As such, these cemeteries continue to be at risk for vandalism, neglect, natural and environmental decay and scandals such as the recent Burr Oak Cemetery deceit in Illinois. But, through the help of societies for cemetery preservation and the attention of landscape architects, some cemeteries might see renewed interest in their historic values.

Landscape architecture is not about sharpening lawn mower blades, nor is it about the height of the grass nor the presence of weeds. But, those items are considered when landscape architects view the land as a whole to determine how individuals, natural elements such as water, and wildlife can best navigate the terrain. Although landscape architects are concerned with the environment, they also are designers and engineers who take delight in manipulating the earth and its accompanying objects in an aesthetically pleasing manner.

When landscape architects become interested in cemeteries and memorials, preservation also becomes an issue as grave markers, tombstones and monuments are restored. History, current use, future development and an overall respect and purpose are included in issues that are relevant to the work in progress. And, if current trends away from the traditional cemetery become prevalent, the ongoing cemetery projects may take on an energy that will grow in the future.

A handful of current landscape architecture/preservation projects and events around the U.S. include:

  • Nationwide Cemetery Preservation Summit: This summit includes information about topics such as archeology, mapping, landscape design, engineering and more.
  • Restoration of the Elisha Kent Kane Crypt – Laurel Hill Cemetery: John Morgan Thomas, Landscape Architects in New Jersey, are working on this 19th-century polar explorer’s crypt in a Pennsylvania cemetery, with an eye to restoration, history and fund-raising activities.
  • Ute Cemetery Restoration, Aspen, Colorado: BHA Design, Inc. from Fort Collins, Colorado was awarded the restoration of the Ute Cemetery in Aspen and won an award for general design for their accomplishments. Careful research and restoration restored this cemetery to its former state, and managed to preserve some bulbs and ornamental flowers that may have been planted by survivors of the deceased many decades prior.
  • Oakland Cemetery, Shreveport, Louisiana: This cemetery’s preservation society took the steps to being restoring and conserving this landscape. In April, Mr. Jon Emerson, landscape architect, was in the process of producing a cemetery master plan design based upon historical information, landscaping issues and safety considerations.
  • Graceland’s Historic Landscapes: Wolff Landscape Architecture in Illinois offers various PDF documents at this link that show past and ongoing work at Graceland Cemetery in Chicago.

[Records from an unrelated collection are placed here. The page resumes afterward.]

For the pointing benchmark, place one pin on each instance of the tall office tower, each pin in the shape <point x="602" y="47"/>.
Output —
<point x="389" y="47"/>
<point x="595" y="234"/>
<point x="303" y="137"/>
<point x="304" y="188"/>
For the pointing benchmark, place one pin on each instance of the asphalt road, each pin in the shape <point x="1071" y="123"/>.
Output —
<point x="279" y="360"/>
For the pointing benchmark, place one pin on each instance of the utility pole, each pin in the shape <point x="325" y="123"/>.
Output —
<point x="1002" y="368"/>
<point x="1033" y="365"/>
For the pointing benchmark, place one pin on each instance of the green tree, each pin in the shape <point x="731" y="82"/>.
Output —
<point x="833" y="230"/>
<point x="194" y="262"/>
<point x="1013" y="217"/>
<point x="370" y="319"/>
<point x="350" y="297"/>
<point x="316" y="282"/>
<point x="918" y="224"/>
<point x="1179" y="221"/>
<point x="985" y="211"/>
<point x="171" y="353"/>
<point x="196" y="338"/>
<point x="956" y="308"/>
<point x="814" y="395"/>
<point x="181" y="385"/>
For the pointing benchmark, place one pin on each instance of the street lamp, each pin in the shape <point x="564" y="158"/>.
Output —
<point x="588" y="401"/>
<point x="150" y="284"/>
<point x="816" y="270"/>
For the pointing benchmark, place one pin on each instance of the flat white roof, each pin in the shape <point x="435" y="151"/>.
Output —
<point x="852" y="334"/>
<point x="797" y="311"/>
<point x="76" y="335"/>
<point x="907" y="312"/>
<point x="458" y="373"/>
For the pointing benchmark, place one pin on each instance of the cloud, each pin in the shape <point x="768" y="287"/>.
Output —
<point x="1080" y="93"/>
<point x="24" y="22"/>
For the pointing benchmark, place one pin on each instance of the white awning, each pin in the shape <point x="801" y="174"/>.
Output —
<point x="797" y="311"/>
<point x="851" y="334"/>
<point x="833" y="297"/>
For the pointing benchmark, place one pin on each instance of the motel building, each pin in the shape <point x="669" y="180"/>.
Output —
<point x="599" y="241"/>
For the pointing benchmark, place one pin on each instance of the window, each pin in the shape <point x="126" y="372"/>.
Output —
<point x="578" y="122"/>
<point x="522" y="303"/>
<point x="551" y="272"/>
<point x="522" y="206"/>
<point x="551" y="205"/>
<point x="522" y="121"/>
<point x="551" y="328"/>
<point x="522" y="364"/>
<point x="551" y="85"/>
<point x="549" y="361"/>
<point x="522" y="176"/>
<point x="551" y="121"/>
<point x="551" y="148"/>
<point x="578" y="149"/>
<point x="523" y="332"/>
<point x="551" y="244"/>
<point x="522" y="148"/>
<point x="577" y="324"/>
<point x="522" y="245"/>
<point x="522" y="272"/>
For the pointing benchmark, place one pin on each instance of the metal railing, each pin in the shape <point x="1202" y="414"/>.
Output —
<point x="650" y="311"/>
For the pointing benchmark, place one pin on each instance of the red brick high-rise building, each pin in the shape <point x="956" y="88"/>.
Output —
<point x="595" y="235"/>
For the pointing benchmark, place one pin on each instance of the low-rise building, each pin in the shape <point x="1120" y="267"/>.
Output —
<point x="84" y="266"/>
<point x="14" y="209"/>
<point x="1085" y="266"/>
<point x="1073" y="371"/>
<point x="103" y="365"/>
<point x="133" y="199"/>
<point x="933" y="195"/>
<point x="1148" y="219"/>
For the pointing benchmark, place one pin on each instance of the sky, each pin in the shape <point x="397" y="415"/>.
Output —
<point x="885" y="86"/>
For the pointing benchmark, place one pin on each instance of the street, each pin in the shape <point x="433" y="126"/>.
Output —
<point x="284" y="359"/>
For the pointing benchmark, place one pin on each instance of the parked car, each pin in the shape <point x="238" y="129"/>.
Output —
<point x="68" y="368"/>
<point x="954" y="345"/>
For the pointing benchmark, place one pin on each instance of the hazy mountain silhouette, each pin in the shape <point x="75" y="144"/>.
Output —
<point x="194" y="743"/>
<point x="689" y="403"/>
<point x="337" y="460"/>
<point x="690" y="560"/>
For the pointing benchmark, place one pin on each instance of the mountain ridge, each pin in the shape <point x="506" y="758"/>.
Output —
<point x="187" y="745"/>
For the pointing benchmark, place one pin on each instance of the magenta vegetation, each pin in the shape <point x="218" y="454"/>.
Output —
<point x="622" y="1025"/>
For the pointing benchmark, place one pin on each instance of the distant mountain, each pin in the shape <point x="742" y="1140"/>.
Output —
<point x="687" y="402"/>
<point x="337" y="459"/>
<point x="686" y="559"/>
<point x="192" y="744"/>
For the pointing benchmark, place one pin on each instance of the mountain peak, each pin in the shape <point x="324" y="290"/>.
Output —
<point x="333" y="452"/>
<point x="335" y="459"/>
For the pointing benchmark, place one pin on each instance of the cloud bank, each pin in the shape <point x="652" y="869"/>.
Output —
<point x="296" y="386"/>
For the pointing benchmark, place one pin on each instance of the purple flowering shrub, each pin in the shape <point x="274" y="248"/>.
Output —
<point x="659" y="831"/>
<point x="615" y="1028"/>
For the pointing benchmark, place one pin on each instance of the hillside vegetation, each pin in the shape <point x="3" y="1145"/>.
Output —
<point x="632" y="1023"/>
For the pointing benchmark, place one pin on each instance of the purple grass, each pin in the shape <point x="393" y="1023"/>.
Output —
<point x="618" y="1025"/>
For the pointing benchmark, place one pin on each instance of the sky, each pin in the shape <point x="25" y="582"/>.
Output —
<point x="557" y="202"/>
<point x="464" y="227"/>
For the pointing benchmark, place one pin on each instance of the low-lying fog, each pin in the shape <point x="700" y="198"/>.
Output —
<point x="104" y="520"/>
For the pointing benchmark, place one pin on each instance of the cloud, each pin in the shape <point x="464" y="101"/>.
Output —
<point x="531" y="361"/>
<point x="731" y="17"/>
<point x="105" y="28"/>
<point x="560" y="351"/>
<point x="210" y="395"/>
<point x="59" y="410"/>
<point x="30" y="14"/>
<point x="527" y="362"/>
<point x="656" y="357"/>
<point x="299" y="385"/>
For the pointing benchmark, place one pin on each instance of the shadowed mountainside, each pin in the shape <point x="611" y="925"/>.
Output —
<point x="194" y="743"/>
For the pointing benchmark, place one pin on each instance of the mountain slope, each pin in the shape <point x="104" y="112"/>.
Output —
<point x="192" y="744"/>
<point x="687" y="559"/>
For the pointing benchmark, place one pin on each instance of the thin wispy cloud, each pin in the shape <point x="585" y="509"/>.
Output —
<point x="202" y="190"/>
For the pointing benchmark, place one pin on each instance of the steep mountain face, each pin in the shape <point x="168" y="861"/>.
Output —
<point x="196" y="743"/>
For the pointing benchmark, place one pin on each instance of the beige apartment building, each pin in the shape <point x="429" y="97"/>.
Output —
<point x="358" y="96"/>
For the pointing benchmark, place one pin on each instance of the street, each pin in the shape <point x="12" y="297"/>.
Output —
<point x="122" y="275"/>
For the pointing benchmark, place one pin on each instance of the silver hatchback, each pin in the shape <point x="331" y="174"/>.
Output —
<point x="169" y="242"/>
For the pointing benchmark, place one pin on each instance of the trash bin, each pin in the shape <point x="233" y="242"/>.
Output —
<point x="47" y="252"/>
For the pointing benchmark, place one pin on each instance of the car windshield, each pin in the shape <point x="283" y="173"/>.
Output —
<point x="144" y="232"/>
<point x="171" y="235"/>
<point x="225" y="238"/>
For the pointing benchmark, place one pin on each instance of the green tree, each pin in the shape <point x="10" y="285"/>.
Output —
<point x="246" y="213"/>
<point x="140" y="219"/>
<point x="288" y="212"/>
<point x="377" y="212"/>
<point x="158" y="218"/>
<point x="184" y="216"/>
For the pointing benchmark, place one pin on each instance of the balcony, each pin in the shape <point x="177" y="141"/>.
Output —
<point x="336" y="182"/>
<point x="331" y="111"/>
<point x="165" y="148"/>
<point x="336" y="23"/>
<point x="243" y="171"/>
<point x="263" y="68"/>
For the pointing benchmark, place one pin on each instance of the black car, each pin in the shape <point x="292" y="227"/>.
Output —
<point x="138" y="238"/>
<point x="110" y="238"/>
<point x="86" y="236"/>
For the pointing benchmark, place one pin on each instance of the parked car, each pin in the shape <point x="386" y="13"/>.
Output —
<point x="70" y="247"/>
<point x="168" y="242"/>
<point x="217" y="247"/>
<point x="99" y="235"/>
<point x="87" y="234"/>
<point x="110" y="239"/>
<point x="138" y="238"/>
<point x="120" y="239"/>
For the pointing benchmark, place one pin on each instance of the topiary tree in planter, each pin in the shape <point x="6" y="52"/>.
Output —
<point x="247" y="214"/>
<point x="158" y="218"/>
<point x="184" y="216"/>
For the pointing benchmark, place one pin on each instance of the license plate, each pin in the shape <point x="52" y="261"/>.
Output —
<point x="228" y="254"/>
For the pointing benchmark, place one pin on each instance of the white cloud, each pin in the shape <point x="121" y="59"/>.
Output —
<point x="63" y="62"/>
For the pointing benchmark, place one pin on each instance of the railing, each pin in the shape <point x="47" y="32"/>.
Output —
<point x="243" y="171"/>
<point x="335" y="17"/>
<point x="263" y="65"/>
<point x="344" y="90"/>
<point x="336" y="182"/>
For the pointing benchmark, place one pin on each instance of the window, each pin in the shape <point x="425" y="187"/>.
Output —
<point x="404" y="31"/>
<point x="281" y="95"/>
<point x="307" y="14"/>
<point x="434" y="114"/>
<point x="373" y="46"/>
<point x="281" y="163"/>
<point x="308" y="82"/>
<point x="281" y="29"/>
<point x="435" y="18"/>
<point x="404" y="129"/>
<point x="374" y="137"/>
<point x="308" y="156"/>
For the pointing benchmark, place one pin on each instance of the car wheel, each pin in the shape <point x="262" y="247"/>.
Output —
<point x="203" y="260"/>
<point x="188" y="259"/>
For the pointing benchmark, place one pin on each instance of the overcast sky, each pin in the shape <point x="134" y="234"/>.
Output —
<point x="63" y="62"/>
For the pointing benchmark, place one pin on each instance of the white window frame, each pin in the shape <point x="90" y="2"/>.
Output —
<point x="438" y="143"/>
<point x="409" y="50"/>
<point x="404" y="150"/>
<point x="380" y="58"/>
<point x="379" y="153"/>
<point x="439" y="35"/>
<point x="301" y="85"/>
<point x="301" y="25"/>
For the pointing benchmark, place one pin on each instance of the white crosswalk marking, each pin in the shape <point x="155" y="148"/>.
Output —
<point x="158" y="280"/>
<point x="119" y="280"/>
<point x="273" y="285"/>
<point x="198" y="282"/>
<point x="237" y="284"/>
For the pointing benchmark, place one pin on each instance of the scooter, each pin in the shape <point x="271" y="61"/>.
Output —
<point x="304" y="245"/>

According to the Pennsylvania Historical & Museum Commission, if large cemeteries and landscapes need revitalization and enhancement, once the history of a site has been documented and surveyed, a professional landscape firm or restoration landscape architect should be consulted to assist in a landscape restoration plan. Such a plan would promote stabilization of existing resources, recommendations for improvements and enhancements of important historic features, planning new landscapes associated with future cemetery components along with a phased implementation plan and a maintenance manual.

2 Responses to “Looking at Cemeteries as Landscape Architecture”

  1. [...] Looking at Cemeteries as Landscape Architecture http://www.deathcare.com/2009/looking-at-cemeteries-as-landscape-architecture.html – view page – cached Are you thinking about full-body donation or cremation after death? Or, have you thought about a green burial in a cemetery that eschews traditional memorials? If so, you are part of a rising majority of citizens who seek alternatives to traditional funerals. In the process, this movement has pushed the traditional U.S. cemetery into a category that relegates these burial grounds to open-air museums. — From the page [...]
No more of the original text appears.